At the twelve regional Federal Reserve banks, there are nine-member boards of directors. Six of the seats are selected by banks from the region—three directors to represent their interests, and then three directors, picked by the banks, that will allegedly represent “the public’s interest.”

Dimon sits on the Federal Reserve Bank of New York and has become a poster boy for activists seeking to keep bankers off the Boards of Governors. The petition that Johnson, a professor at the Massachusetts Institute of Technology, presented to Federal Reserve staffers has nearly 38,000 signatures, and asks that he resign or be removed.

The essential conflict of interest is that the Federal Reserve is charged with maintaining the safety and soundness of Wall Street banks, and executives at those institutions often resist such changes in the name of riskier gambles and bigger profits. Moreover, in recent years the Fed has handed out over $4 trillion in zero-interest loans to many of those banks. (JPMorgan Chase received $390 billion in emergency funds during the bailouts, and $29 billion to buy Bear Stearns).

“Frankly, I think Jamie Dimon should have resigned in the spring of 2008 when JPMorgan Chase acquired Bear Stearns with financing provided in part by the Federal Reserve,” Johnson said on a conference call shortly after his meeting. “I think to any outsider, anyone with knowledge of how corporate governance operates in general in the United States, or best practices around the world, this looks like a related-party transaction, and typically you would step down from the board of directors when something like this was in the works.

“It is surprising and very uncomfortable to many people, including many people who are close to the Federal Reserve system, that Jamie Dimon has continued in this position.”

But while Johnson was happy that Federal Reserve staffers, including General Counsel Scott Alvarez, met with him, he wasn’t necessarily encouraged by the discussion.
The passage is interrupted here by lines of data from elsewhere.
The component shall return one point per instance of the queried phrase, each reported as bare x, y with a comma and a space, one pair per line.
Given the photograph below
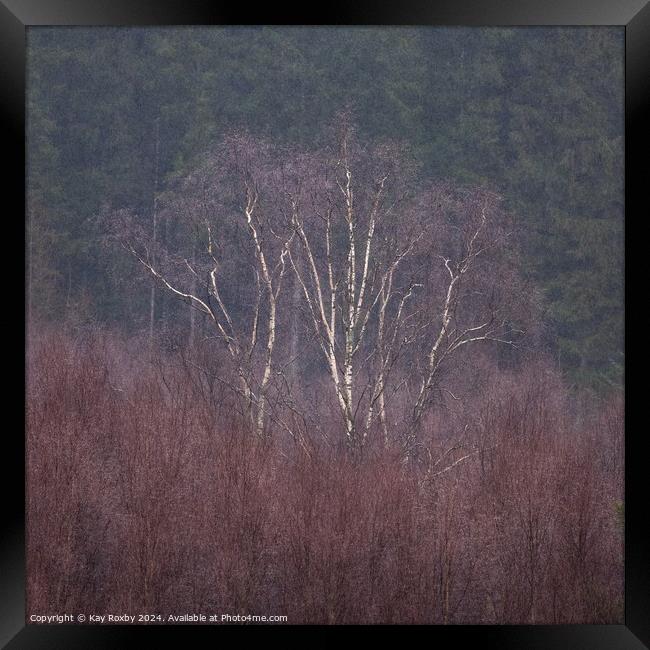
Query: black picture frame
17, 15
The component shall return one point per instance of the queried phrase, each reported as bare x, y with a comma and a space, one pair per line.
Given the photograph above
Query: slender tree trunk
154, 224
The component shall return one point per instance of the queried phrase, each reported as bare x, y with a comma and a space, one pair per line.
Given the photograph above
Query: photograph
325, 325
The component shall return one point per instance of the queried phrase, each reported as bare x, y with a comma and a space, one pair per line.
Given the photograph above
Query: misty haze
325, 325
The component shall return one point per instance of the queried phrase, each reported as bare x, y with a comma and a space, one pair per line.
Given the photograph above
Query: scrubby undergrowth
146, 495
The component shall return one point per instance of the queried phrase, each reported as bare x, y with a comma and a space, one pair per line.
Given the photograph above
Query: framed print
325, 322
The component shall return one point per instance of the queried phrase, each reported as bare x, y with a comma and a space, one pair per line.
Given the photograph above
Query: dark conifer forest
326, 323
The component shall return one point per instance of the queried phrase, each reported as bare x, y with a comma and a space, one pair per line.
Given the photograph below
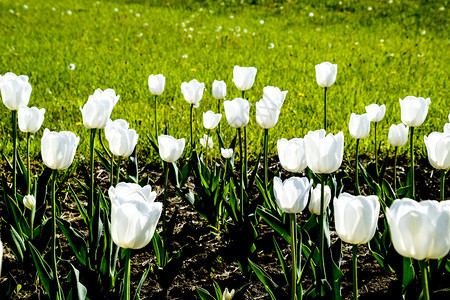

“I have not felt optimistic about either Jamie Dimon resigning or the Federal Reserve, both at the New York level or the Board of Governors level—changing its policies in a substantial way, in a way that would help to restore confidence in the integrity of the system,” Johnson said. “I’ve not felt that optimistic for quite some time, and there’s nothing that happened today, unfortunately, that changed my lack of optimism.”